Parallel computing is the use of multiple computing resources to solve a problem. These problems can be very wide ranging, from smaller examples to highly complex cosmological simulations or weather prediction codes. Utilising parallel computing adds additional complexities and challenges to programming. The programmer must consider a wide variety of new concepts and change their mindset from sequential to parallel. Having said that, the world we live in is predominantly parallel and as such it is natural to model problems in this way.

The Problem

Current parallel languages are either conceptually simple or efficient - but not both. These aims have, until this point, been contradictory.
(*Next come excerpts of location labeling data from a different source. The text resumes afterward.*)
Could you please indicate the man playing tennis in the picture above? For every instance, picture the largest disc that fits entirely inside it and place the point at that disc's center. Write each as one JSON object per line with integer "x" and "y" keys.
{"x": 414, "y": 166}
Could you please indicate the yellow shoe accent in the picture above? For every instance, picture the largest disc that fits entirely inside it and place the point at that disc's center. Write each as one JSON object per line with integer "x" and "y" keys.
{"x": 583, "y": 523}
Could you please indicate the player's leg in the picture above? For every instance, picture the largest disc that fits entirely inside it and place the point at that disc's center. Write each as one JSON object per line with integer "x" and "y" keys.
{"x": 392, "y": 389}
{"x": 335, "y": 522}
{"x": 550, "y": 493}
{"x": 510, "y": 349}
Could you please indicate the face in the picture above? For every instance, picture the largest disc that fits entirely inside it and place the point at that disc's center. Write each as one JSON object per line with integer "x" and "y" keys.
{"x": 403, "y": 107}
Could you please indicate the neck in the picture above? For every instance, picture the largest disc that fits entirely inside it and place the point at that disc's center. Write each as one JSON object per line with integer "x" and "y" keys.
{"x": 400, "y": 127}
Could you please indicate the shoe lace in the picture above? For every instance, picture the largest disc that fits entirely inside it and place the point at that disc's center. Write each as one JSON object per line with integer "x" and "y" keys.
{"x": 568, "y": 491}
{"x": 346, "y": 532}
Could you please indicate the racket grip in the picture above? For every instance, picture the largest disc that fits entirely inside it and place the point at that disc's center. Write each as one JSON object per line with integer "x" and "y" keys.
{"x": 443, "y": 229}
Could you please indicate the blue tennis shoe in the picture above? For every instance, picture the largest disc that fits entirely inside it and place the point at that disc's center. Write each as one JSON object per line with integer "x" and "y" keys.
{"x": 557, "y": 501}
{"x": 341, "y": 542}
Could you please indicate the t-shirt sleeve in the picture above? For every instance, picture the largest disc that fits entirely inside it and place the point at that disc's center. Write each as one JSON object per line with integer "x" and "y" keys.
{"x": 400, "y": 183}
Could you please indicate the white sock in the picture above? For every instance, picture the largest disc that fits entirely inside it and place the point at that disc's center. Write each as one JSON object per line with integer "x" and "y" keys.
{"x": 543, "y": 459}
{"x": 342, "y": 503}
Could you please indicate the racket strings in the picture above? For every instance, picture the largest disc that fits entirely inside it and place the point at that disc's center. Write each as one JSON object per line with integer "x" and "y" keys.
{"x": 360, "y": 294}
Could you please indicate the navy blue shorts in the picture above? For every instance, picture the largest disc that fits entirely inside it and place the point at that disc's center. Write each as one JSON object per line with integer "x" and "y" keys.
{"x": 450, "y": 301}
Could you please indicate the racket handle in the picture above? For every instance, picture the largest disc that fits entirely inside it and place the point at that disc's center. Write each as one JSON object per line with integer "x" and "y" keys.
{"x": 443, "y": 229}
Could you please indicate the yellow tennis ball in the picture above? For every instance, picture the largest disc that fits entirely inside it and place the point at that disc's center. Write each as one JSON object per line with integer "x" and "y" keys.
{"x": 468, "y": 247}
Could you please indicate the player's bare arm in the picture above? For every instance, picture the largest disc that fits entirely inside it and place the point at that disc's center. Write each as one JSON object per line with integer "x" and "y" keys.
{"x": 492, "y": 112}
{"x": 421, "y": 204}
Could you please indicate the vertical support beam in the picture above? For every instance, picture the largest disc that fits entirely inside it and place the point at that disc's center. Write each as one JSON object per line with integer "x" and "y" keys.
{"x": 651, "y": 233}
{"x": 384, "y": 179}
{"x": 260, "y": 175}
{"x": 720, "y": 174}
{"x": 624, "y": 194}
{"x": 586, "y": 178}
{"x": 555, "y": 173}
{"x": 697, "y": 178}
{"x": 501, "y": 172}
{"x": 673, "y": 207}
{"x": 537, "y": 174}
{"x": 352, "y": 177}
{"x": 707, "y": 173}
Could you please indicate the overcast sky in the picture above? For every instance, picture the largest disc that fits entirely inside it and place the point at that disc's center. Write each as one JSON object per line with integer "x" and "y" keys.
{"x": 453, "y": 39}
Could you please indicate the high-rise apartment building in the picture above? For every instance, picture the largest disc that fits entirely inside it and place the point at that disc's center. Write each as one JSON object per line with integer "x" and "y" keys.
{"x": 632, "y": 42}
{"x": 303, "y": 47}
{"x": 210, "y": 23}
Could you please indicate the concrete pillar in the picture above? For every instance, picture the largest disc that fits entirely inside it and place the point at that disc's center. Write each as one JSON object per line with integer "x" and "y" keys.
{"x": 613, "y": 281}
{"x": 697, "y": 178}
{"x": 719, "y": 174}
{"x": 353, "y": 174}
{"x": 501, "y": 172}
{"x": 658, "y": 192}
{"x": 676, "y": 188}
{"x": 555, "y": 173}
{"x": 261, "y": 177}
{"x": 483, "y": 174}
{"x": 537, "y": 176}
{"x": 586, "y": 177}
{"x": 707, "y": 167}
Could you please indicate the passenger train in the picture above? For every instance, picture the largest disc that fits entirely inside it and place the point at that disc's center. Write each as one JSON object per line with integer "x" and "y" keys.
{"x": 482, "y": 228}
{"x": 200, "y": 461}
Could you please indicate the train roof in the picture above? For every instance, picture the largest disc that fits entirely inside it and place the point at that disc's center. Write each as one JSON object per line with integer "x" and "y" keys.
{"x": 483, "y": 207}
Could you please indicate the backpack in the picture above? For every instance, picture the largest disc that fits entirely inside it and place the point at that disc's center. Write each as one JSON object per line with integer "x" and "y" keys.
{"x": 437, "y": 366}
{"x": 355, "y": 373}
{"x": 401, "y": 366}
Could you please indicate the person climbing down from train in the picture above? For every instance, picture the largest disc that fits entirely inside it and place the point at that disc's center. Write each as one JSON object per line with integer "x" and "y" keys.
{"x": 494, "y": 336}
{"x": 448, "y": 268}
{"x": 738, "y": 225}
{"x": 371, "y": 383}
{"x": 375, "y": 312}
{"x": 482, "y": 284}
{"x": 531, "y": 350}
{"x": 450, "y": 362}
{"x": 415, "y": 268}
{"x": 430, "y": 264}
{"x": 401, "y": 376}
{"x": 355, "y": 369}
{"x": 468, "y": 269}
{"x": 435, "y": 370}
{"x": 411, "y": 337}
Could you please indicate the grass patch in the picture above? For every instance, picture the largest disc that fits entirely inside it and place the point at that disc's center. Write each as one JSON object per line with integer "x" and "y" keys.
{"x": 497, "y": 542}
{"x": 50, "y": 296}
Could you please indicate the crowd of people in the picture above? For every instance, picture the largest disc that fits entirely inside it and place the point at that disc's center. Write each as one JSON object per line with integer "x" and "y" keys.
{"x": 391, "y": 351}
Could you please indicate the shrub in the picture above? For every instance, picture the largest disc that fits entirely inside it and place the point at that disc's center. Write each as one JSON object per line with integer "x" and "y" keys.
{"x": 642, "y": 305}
If parallel computing is to grow (as we predict with current advances in CPU and GPU technology) then this issue must be addressed. The problem is that we are using current, sequential, ways of thinking to try and solve this programmability problem... instead we need to think "out the box" and come up with a completely new solution.

Current Solutions

There are numerous parallel language solutions currently in existance, we will consider just a few:

Message Passing Interface

The MPI standard is extremly popular within this domain. Although bindings exist for many languages, most commonly it is used with C. The result is low level, highly complex, difficult to maintain BUT efficient code. As the programmer must control all aspects of parallelism they can often get caught up in the low level details which are uninteresting but important. Additionally the programmer is completely responsible for ensuring all communications will complete correctly, or else they run the risk of deadlock, livelock etc...

Bulk Synchronous Parallel

The BSP standard was once touted as the solution to parallel computing. Implementations of this standard are most commonly used in conjuction with C. The program is split into supersteps, each superstep is split into 3 stages - computation, communication and global synchronisation via barriers. However, this synchronisation is very expensive and as such performance of BSP is generally much poorer than that of MPI. In conjuctional, although the communication model adopted by BSP is simpler the programmer must still address low level issues (such as pointers) imposed by the underlying language used.

High Performance Fortran

In HPF the programmer just specifies the general distribution of data, with the compiler taking care of all other aspects of parallelism (such as computation distribution and communication.) Although a simple, abstract language, because much emphasis is placed upon the compiler to deduce parallelism efficiency suffers. The programmer, who is often in a far better position is indicate parallel aspects, lacks control and is limited. One useful feature of HPF is that all parallel aspects are expressed via comments, such that the HPF program is also acceptable to a normal Fortran Compiler

Co-Array Fortran

This language is more explicit than HPF. The programmer, via co-arrays will distribute computation and data but much rely on the compiler to determine communication (which is often one sided.) Because of this one sided communication, messages are often short which results in the overhead of sending many different messages. Having said this, things are improving with reference to CAF, the new upcomming Fortran standard is said to include co-arrays which will see the integration of the CAF concepts into the standard Fortran.

Unified Parallel C

UPC is certainly a parallel language to keep an eye on - there is much development time and effort being spent on it at the moment. UPC uses an explicit parallel execution model with shared address space. There are memory management primitives added into the language and shared memory keywords and pointers. In adding all these keywords to the language does bloat it and result in a brittle tightly coupled design. Additionally C's array model is also inherited, which is limiting in data intensive parallel computations. One must still deal with pointers and the low level challenges that these impose.

Titanium

This is an explicit parallel version of Java it is safe, portable and allows one to build complex data structures. Similar to UPC it uses a global address space with numerous keywords and constructs added to the language to support parallelism. However, OO has an imposed (hidden) cost in terms of serialising and deserialising objects. There is also literature which indicates that the JRE does not consider memory locality, which is important for performance in HPC applications working on large data sets.